BN: Outside of IT, how can analytics help other teams better support remote employees?
MD: Having depth of data on your employees’ working patterns can help spot signs of burnout, which is useful for people management teams as well as IT. We found almost a third of employees said hybrid working had resulted in them working longer hours, while 24 percent said it increased their stress levels. However, it isn’t as simple as just looking at the number of hours worked by an individual, since this ‘presenteeism’ mindset can be damaging to employee morale. It also doesn’t account for those who might take extended breaks to pick up kids, walk the dog or go to the gym. There is significant difference between someone who started at 8am and finished at 8pm, but who only actually worked eight hours throughout the day due to long breaks, and someone that has worked flat-out for all 12 of those hours.
To combat burnout and better support employees, organizations need the full context on how their employees work. Analytics can provide a new dimension to help understand staff output and effectiveness, based on numerous metrics. It can flag when employees suddenly stop communicating as much, suggesting isolation, or where their behaviors indicate training needs, as well as where there might be technical issues as discussed already. This blends technology with human empathy, so organizations can get a true understanding of employee well-being, and better enable success.
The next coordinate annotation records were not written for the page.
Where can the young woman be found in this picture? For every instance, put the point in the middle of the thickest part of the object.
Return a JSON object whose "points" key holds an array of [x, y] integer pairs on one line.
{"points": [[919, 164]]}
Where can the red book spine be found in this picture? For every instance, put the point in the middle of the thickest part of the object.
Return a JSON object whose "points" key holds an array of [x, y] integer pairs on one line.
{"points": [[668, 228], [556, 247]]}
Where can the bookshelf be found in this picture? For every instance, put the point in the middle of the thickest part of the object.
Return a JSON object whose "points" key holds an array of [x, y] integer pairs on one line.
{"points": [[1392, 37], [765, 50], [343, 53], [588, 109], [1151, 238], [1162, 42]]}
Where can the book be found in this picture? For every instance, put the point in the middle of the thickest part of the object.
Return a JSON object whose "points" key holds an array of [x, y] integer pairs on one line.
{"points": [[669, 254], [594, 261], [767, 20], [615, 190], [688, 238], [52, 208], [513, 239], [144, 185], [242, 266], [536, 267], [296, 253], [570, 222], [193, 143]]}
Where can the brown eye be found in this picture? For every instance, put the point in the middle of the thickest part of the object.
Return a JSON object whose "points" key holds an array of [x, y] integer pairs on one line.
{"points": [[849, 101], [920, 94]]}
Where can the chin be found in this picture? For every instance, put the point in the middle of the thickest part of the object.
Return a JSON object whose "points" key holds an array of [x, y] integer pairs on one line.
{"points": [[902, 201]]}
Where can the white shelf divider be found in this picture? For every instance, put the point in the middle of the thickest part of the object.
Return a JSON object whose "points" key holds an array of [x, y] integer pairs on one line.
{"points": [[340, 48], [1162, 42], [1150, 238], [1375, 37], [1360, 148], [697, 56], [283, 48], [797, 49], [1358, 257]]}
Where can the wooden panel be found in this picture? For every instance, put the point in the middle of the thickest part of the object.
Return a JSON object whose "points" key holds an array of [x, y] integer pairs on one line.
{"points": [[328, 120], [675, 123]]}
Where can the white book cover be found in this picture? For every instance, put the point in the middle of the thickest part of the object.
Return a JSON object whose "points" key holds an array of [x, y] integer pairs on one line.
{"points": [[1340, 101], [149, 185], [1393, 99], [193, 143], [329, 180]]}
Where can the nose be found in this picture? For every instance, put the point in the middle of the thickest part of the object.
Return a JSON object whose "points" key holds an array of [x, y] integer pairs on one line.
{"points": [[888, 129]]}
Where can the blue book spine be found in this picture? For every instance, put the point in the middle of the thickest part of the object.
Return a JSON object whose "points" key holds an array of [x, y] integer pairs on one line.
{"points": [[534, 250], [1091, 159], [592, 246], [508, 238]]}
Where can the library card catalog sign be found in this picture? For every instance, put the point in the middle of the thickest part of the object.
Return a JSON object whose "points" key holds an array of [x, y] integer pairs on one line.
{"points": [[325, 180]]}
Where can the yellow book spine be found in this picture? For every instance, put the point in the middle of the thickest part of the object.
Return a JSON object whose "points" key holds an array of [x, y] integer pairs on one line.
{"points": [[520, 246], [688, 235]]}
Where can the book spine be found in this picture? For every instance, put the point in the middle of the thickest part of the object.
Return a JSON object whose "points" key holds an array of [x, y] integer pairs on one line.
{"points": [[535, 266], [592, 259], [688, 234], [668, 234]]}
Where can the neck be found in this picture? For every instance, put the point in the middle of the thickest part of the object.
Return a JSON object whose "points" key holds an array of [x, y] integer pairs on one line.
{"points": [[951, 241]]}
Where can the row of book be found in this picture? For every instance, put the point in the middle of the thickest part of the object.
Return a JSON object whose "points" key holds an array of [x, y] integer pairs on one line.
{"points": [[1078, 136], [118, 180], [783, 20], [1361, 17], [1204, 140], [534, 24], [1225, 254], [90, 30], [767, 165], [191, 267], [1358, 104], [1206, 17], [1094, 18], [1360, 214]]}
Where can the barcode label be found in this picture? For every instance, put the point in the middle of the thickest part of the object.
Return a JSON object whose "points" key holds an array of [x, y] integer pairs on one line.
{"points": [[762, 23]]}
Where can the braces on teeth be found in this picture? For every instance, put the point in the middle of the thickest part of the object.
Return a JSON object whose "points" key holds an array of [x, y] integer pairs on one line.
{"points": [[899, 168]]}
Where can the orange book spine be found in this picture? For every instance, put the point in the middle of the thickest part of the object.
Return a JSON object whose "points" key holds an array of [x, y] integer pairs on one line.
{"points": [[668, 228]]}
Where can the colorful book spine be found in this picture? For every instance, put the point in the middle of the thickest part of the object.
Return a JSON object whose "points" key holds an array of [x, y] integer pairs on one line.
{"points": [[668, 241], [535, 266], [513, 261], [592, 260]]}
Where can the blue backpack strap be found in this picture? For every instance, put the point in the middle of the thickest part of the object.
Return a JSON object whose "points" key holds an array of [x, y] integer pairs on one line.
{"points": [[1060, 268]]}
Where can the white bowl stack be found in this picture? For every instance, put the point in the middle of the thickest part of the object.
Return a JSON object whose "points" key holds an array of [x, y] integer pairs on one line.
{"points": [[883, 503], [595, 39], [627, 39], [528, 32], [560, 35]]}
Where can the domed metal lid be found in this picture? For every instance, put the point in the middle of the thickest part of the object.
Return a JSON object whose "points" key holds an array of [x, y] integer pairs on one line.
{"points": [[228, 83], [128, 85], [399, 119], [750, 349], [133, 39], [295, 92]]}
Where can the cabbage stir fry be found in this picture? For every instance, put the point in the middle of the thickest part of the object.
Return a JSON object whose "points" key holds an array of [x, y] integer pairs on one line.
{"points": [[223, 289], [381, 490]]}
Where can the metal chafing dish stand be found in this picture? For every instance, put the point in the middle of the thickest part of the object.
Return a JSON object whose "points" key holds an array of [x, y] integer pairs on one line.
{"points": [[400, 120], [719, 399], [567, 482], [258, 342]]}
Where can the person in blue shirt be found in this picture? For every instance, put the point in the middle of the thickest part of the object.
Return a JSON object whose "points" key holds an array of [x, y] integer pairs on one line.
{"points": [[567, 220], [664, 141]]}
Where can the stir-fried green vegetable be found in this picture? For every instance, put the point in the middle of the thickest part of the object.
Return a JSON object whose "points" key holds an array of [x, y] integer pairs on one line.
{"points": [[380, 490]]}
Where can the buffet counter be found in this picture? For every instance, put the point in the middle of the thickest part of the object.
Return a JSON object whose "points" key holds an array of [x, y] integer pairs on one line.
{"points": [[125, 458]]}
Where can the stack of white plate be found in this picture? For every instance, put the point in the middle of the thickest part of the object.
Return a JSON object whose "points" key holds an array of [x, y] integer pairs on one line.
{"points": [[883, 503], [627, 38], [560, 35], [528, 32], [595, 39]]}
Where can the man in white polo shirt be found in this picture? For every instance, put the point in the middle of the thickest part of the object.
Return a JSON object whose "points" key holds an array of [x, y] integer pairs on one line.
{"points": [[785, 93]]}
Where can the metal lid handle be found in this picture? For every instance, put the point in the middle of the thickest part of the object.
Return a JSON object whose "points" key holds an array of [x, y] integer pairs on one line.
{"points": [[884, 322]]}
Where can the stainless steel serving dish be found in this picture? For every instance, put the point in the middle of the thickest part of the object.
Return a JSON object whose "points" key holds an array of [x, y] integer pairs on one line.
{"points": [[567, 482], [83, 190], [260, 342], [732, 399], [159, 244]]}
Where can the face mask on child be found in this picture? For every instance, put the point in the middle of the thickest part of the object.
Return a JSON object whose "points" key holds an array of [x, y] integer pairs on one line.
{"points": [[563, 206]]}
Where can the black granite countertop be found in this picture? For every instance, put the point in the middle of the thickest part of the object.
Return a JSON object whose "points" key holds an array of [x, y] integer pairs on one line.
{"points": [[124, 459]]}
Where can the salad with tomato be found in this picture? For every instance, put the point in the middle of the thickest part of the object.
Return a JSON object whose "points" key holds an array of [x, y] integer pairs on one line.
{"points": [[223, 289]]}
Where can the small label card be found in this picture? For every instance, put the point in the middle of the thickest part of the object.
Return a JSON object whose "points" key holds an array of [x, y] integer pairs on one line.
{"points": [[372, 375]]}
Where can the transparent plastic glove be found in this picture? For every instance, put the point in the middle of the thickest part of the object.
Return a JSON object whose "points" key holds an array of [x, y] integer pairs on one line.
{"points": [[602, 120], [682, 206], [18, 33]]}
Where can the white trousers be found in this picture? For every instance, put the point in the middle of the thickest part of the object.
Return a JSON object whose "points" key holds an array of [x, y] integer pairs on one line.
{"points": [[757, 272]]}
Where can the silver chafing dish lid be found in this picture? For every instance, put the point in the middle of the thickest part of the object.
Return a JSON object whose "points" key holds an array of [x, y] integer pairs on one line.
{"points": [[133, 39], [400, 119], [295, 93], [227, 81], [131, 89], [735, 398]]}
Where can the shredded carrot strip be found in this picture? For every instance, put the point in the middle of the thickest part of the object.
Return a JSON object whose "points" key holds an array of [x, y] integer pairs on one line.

Finally, we’re working on some exciting new capabilities at Scalable in relational analytics that will allow organizations to evaluate the relationships employees have –within their team, their department, or across the whole office — and link this to their workplace performance. This will prove valuable to all lines of business, including people management teams, who will be able to track relational KPIs and identify opportunities for improving inclusion and cohesion across their workforce.